Heute sitzt Anwalt Geoffrey Robertson, 60, der damals Summerhill vertrat, in seinem Londoner Büro und sagt: "Wir brauchen Summerhill mehr denn je." Für viele Kinder sei das Internat keine Lösung, sie brauchten früh feste Strukturen. Aber für Kinder, die Panik haben vor Prüfungen oder auf dem Schulhof verdroschen werden, sei es die Rettung. Er schüttelt den Kopf über die Deutschen und ihren neu erschallten Ruf nach Disziplin, der sei gefährlich, sagt er, Deutsche neigten zu Extremen, "das liegt wohl am Charakter, ich dachte, das hätten sie überwunden!"

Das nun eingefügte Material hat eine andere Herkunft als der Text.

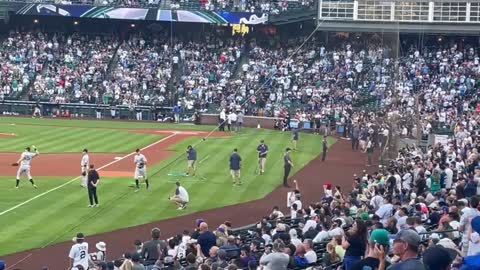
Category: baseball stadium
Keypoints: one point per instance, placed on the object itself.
(239, 134)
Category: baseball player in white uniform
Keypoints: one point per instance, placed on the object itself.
(79, 252)
(140, 168)
(25, 163)
(85, 163)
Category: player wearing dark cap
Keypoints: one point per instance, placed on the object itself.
(288, 164)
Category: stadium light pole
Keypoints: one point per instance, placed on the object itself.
(319, 11)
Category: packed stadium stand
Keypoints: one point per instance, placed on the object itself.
(419, 210)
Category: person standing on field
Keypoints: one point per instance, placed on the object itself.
(235, 164)
(25, 163)
(324, 148)
(93, 181)
(85, 165)
(262, 150)
(191, 160)
(79, 252)
(295, 138)
(140, 169)
(288, 165)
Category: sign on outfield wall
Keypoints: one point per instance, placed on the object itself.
(151, 14)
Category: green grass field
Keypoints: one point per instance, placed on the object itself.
(53, 217)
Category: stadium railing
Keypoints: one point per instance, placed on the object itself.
(79, 110)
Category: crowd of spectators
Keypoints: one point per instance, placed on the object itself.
(207, 71)
(142, 73)
(261, 77)
(75, 68)
(418, 212)
(22, 57)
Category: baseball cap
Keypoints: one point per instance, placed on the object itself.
(79, 236)
(102, 265)
(168, 260)
(408, 236)
(476, 224)
(380, 236)
(199, 221)
(438, 257)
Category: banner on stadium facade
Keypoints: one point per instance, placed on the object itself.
(152, 14)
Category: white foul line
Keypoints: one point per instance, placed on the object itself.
(78, 177)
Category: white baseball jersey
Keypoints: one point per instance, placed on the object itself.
(26, 158)
(85, 162)
(140, 161)
(79, 254)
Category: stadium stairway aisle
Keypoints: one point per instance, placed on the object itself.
(338, 169)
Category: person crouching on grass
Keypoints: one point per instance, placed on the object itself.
(181, 197)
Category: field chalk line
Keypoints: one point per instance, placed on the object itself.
(78, 177)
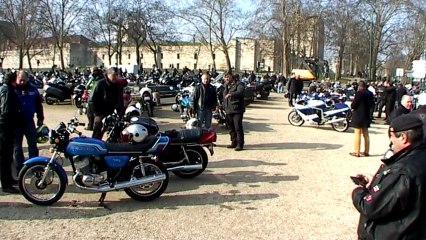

Am Ende des Tages stehen Sterne über Summerhill, Licht dringt aus den Klassenräumen, und ein paar Kinder sitzen im Unterricht. Geschichte bei Nina, Wiener Kongress als Rollenspiel. "Stellt euch vor, ihr wärt Preußen oder Österreich und müsstet verhandeln", sagt sie und verteilt die Rollen. Maximus, MP3-Player im Ohr und schwer pubertierend, stolpert herein. "Wer soll ich sein? Fürst Metternich? Bin ich aber nicht!" Ob er wenigstens einen Krieg anzetteln dürfe, fragt er, ruft "peng, peng!" und erschießt sich. "Setz dich, mach mit, oder du fliegst!", sagt Nina. Er bleibt.

Die Fremden aber müssen gehen. Lehrerin Nina weist den Weg zum Ausgang. So sind die Regeln. Sie wollen unter sich sein. In ihrer Welt, auf einer Insel.

Winfried Felser, der Deutsche, sitzt derweil im Flugzeug nach Köln. Seine Tochter trägt ihr neues Summerhill-T-Shirt. Zu Beginn des Sommer-Terms wird sie wiederkommen.